Görüldüğü gibi bu tür yayınlar II. Meşrutiyet’in ilanından bir müddet sonra başlamakta, Balkan Savaşlarının peşi sıra yoğunlaşmakta, I. Dünya Savaşı’na girişle kesintiye uğramaktadır. Başlangıcı, yeni rejimin kendine bağlı nesiller yetiştirmek arzusuyla açıklamak gerekir.
Meselelere Mizahla Bakmak
II. Meşrutiyet yıllarında (özellikle basın alanında hemen hemen hiçbir kural ve kanunun tanınmaz olduğu ilk 8-10 ay içerisinde) çıkan mizah dergilerinin çokluğu da dikkat çekmektedir.
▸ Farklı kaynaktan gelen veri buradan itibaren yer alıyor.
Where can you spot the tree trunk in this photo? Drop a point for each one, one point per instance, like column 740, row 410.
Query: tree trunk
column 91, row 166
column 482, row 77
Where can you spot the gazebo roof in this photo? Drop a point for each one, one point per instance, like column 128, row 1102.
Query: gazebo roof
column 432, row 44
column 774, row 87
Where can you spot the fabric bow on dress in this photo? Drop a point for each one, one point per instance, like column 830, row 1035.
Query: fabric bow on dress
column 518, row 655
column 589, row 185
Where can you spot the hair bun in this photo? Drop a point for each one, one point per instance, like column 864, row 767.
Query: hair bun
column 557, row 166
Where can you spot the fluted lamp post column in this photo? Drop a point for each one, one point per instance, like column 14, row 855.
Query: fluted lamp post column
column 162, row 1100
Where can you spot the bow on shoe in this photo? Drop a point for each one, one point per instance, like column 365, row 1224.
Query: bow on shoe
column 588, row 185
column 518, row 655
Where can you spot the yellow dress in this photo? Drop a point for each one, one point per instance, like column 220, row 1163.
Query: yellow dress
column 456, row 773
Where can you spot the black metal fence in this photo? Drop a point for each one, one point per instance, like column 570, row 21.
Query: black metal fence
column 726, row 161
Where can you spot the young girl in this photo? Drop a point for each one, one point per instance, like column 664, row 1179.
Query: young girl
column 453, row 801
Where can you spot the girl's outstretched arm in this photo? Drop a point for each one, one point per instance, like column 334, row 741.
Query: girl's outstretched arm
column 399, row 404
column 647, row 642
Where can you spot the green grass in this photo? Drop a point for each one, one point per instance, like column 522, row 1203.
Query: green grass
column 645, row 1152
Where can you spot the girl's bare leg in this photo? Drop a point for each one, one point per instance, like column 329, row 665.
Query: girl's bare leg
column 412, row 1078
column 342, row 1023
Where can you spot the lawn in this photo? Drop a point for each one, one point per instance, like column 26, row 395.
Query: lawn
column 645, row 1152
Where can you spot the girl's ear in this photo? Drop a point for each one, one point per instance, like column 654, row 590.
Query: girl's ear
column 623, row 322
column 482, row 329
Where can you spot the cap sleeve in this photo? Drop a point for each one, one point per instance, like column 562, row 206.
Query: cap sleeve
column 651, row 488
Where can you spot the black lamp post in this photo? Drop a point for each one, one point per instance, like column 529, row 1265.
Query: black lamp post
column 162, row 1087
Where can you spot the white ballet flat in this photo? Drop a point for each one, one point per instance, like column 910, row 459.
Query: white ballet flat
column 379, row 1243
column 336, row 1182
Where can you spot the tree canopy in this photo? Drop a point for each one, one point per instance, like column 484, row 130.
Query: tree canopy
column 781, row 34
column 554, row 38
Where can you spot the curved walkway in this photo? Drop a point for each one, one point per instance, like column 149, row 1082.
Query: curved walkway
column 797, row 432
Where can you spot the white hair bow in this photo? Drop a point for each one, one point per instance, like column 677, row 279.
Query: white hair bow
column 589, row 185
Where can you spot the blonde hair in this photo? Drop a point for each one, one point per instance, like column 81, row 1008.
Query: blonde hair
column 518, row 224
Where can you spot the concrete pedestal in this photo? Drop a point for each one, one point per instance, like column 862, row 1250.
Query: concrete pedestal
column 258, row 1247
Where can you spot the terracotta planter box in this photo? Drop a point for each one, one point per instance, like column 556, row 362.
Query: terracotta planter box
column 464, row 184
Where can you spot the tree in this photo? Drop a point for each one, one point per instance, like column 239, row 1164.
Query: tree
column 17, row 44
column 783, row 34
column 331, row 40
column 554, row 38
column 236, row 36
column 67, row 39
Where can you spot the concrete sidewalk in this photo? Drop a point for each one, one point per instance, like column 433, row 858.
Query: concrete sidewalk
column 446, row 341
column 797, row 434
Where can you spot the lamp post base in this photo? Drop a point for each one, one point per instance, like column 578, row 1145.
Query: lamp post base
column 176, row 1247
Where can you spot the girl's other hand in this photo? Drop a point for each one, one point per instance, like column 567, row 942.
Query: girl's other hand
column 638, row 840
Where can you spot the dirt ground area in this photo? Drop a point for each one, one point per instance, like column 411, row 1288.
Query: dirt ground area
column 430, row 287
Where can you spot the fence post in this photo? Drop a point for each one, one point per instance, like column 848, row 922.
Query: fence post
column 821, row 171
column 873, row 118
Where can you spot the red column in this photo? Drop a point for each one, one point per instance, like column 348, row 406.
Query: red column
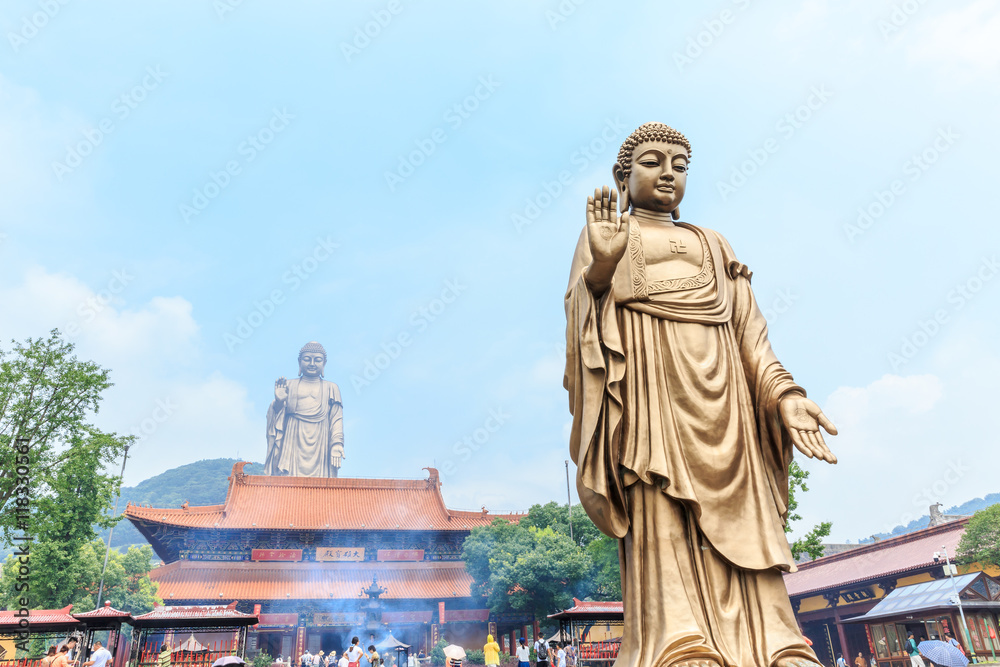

Teknik Gelişme -Resimli Dergi Tercihi
II. Meşrutiyet öncesinde, pek çok resimli dergi ve gazete vardır. Cumhuriyet yıllarında ise teknik gelişmelerden dolayı, artık bir yayın organının resimliliği, özellik olmaktan çıkmıştır. Önceki dönemlerle kıyaslandığında II. Meşrutiyet Türkiye’sinde bir süreli yayının resimli çıkması, bir cazibe ve kalite göstergesidir. Bu sebeple o yılların pek çok dergisi, adında, “musavver” veya “resimli” gibi sıfatlar taşır.
Nitelik-Baskı Kalitesi
Bu dönem basınına baskı kalitesi açısından da bakmak gerekir. Türkiye’de 1890’lı yıllardan itibaren yayın-basım kalitesinde önemli bir gelişme görülmektedir. Baskı ve dizgideki bu güzelleşme, II. Meşrutiyet yıllarında, I. Dünya Savaşı etkilerinin iyice hissedildiği 1915 yılı sonlarına kadar artarak devam etmiştir.
Serbestlik ve Sansür
II. Meşrutiyet devri, Osmanlı basını için hem en serbest hem de en yasakçı yılları ifade eder. 1908-1913 arasında en serbest yıllarını yaşayan basın, I. Dünya Savaşının başlamasıyla birtakım kısıtlamalar çemberine girer. II. Meşrutiyet’in ilan edildiği günlerde hiçbir kanun ve nizama bağlı olmayan matbuat, 1913’ten 1919 başlarına kadar çıkarılan yedi geçici kanun ve kararname ile bazı kayıtlara tâbi kılınmıştır.
Mali Sıkıntı
Bu dönemin sonlarında süreli yayın azlığında yasaklamaların rolü ne olursa olsun, yayın sayılarındaki düşüş, II. Meşrutiyet’in sonlarına gelindiğinde basının asıl probleminin ekonomik olduğunu düşündürmektedir. Hem II. Meşrutiyet’in ilk yıllarında hem de I. Dünya Savaşı ortamında neşredilmiş olan Servet-i Fünûn’u numune kabul edip, baskı ve kâğıt kalitesindeki düşmeyi nazar-ı dikkate almak, karşılaşıla ekonomik zorlukları anlatmaya kâfidir. Renkli kapağı, kuşe kâğıt ve baskı mükemmeliyetiyle dikkati çeken Servet-i Fünûn, I. Dünya Savaşı yıllarında pek adi kâğıda basılmış, resimleri seçilemeyen, mürettip hatalarıyla dolu bir dergi olmuştur.